Thousands of Languages Supported

The limits of existing voice recognition and generating technology will only hasten the extinction of many languages around the world. We want to make it simpler for people to utilize technology and access information in their native tongue, so today, we’re releasing a number of artificial intelligence (AI) models that may be able to assist them.

Massively Multilingual Speech (MMS) models increase the number of languages that can be recognized by text-to-speech and speech-to-text technology from 100 to over 1,100, or more than ten times as many as before, and more than 4,000 spoken languages, or 40 times more than before.

There are numerous applications for speech technology that can be utilized in a person’s favorite language and can recognize everyone’s voice, ranging from virtual and augmented reality technology to messaging services.

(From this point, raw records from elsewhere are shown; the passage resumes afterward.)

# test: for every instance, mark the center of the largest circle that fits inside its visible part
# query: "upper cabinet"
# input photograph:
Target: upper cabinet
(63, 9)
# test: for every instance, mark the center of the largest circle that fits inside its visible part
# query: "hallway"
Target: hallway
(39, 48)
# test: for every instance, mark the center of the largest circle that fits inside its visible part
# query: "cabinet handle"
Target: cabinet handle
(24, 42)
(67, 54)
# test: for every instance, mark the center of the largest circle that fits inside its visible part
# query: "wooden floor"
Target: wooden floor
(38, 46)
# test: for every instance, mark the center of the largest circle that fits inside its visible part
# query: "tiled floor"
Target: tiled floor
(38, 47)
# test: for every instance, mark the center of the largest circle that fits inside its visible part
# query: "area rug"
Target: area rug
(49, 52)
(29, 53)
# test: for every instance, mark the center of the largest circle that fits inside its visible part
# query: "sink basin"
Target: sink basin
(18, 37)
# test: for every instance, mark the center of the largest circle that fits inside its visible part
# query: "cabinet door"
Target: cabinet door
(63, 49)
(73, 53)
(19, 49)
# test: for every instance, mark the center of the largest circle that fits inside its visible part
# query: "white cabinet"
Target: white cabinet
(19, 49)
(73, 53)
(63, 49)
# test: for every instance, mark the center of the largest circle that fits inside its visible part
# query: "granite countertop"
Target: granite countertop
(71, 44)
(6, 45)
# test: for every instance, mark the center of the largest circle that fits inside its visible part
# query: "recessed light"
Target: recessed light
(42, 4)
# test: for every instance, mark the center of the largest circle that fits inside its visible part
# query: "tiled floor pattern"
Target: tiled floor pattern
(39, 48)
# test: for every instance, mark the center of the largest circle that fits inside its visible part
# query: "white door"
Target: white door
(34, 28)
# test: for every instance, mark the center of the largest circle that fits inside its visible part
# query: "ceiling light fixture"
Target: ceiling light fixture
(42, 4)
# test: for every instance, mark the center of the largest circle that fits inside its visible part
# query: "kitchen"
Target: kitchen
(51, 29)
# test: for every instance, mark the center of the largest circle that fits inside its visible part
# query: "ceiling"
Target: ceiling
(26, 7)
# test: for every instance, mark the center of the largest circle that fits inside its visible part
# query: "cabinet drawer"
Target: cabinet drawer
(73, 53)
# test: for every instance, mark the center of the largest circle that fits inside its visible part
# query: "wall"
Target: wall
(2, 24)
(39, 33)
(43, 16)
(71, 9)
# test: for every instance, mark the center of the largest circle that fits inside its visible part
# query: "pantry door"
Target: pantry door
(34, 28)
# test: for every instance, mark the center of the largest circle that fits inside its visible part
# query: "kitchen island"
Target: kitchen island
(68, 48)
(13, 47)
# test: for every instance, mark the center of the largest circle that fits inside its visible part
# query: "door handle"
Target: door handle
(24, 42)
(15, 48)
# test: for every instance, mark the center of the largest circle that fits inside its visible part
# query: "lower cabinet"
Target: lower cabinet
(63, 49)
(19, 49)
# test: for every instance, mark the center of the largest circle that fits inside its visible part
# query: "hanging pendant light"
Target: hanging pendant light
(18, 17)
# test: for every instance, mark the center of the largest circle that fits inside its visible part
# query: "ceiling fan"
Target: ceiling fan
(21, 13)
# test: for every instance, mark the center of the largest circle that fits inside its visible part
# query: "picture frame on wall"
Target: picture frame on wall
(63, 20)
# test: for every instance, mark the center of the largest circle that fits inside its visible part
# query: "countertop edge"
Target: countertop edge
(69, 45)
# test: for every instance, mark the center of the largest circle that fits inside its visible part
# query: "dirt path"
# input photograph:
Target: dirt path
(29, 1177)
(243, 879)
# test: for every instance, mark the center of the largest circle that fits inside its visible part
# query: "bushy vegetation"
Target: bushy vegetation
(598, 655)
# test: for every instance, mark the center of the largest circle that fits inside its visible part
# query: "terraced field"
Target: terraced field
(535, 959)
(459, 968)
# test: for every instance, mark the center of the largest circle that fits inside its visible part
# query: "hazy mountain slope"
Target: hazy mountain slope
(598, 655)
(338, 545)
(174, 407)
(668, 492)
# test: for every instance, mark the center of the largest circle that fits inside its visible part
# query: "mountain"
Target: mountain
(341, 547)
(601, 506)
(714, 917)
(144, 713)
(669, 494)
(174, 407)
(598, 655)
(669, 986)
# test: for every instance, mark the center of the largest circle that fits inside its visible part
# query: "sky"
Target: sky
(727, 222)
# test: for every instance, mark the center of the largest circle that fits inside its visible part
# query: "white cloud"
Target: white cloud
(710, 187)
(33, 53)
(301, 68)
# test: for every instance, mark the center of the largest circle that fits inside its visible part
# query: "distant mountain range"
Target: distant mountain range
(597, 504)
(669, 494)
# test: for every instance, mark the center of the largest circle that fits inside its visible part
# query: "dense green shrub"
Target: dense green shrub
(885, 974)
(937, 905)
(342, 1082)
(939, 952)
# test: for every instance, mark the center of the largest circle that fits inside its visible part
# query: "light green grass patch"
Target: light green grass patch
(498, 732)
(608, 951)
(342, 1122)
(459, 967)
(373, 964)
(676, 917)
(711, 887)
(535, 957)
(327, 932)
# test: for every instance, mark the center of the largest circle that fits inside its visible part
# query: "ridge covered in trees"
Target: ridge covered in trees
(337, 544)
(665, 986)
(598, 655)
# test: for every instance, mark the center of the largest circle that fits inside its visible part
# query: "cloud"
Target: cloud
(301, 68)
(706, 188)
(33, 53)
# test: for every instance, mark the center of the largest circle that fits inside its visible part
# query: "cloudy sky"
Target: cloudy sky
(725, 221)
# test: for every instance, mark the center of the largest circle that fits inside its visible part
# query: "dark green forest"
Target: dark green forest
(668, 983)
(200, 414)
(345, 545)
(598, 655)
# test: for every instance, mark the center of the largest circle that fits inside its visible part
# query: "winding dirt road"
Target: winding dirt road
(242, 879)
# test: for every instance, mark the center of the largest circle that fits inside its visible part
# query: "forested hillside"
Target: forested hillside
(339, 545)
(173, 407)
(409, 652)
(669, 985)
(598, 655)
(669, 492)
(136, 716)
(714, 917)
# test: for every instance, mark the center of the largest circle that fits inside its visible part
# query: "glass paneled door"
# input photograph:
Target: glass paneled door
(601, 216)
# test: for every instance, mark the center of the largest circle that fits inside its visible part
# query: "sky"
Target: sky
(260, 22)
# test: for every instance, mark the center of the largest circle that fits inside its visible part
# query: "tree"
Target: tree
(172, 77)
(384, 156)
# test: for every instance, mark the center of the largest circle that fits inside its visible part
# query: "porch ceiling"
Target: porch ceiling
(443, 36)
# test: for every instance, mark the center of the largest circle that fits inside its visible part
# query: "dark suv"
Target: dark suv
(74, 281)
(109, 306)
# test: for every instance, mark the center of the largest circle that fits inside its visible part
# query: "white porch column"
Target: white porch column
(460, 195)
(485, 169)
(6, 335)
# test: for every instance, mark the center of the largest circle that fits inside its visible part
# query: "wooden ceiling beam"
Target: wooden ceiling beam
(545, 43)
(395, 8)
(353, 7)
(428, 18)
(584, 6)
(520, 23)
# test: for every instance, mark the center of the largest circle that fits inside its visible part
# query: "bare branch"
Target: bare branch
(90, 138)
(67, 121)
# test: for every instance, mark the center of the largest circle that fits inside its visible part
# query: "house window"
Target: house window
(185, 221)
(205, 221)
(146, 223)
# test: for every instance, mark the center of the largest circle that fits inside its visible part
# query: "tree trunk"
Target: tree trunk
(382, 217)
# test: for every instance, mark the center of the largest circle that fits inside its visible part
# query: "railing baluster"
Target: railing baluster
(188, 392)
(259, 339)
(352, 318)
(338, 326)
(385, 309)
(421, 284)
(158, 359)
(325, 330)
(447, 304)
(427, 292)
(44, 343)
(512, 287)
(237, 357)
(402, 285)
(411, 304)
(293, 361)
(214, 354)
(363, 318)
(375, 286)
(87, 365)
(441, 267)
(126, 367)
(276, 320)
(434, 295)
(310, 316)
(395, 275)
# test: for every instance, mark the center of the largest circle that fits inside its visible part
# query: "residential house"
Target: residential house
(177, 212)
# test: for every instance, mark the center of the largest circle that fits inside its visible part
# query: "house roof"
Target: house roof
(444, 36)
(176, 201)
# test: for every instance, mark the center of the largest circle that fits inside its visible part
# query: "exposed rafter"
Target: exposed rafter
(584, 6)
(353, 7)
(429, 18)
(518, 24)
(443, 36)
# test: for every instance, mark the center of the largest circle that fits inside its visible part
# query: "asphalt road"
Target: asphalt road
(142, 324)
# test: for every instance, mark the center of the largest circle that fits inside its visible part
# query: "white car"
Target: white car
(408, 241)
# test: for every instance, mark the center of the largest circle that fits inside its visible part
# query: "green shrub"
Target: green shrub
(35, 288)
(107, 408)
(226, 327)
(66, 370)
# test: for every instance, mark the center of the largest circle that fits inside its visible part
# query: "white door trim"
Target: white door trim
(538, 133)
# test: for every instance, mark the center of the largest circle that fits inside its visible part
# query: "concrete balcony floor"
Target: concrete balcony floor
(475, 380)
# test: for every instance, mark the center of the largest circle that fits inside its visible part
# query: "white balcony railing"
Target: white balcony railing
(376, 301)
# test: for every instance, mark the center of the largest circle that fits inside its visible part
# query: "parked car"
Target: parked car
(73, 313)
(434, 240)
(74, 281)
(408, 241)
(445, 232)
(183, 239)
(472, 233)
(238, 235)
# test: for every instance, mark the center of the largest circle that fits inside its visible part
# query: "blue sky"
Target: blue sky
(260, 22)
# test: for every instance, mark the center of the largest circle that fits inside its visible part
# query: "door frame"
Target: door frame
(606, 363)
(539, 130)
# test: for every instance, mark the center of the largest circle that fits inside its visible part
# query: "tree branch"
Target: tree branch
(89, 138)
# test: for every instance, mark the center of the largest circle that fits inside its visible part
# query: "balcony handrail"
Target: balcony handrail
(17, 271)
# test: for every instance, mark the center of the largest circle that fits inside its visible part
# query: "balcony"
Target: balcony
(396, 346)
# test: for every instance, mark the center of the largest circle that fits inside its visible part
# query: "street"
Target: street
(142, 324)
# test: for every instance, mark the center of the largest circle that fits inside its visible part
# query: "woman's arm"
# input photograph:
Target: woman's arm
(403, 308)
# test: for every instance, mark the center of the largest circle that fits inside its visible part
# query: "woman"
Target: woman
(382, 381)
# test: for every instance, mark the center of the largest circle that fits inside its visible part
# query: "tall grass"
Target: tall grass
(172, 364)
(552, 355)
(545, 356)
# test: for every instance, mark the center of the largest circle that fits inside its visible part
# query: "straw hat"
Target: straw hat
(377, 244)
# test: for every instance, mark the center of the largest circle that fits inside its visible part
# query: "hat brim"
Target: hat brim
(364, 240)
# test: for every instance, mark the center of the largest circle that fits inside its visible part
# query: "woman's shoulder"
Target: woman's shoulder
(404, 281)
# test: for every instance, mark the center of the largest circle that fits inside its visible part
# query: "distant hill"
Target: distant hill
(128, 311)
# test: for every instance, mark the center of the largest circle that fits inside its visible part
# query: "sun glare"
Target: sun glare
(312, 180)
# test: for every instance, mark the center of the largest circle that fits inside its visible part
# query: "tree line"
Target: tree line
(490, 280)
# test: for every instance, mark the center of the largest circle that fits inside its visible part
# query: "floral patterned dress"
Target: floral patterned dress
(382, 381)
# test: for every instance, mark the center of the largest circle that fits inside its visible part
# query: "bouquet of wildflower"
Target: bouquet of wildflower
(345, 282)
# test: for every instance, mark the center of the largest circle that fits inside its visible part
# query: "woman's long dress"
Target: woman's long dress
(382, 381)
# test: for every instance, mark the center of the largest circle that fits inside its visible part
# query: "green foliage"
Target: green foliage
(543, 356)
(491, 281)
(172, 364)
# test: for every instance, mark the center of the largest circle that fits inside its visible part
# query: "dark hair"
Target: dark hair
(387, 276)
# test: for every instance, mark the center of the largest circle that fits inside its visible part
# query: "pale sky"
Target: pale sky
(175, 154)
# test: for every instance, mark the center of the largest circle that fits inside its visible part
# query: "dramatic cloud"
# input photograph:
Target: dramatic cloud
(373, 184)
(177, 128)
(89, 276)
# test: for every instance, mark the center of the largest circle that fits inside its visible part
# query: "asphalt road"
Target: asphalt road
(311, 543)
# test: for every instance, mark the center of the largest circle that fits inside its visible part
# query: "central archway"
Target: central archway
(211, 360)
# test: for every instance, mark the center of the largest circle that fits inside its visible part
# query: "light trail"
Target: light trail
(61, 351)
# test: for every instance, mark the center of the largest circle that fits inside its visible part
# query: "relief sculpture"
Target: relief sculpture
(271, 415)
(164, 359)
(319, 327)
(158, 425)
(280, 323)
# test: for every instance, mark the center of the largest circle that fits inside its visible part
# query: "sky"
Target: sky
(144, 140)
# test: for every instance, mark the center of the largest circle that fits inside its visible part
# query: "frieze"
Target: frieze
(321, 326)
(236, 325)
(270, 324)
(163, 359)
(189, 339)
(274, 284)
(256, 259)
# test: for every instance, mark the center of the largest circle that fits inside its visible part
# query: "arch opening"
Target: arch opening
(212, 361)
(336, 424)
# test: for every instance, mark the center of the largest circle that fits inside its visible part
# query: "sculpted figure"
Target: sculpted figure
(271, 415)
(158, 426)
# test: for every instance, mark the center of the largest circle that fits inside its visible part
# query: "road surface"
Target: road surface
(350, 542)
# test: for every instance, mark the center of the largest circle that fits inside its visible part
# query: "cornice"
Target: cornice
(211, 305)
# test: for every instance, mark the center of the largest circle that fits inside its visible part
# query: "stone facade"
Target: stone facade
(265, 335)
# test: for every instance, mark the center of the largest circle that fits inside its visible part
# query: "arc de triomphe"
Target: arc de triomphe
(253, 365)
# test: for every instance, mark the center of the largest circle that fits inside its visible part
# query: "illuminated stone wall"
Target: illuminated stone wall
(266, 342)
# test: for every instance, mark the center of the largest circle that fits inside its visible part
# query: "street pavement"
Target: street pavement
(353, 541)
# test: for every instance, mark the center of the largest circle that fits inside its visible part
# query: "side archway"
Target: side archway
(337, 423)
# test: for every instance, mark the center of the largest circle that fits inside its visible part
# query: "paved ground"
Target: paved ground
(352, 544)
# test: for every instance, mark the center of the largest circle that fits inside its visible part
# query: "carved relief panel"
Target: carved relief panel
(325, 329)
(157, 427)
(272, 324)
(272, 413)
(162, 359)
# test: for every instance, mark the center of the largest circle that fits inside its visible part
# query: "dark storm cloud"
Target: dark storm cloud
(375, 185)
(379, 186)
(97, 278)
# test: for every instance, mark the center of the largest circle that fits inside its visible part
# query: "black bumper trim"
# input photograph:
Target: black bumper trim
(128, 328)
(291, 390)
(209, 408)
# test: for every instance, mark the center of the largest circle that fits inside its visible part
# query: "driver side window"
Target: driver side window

We’re making our models and code available to the research community so that they can expand on them, conserve the languages of the world, and unite people from different cultures.

Our Method

The biggest speech datasets currently available only cover 100 languages. Therefore, our initial objective was to collect audio data for hundreds of different languages. To get around this, we looked to religious literature, like the Bible, whose translations have been extensively investigated for text-based language translation studies and have appeared in many other languages.

There are publicly accessible audio recordings of these translations of readers of these books in several languages. We compiled a collection of New Testament readings in more than 1,100 languages as part of the MMS project, providing an average of 32 hours of data per language.

Moving forward 

In the future, we plan to expand MMS’s language support to include even more tongues and take on the dialect management problem, which is frequently challenging for current speech technology.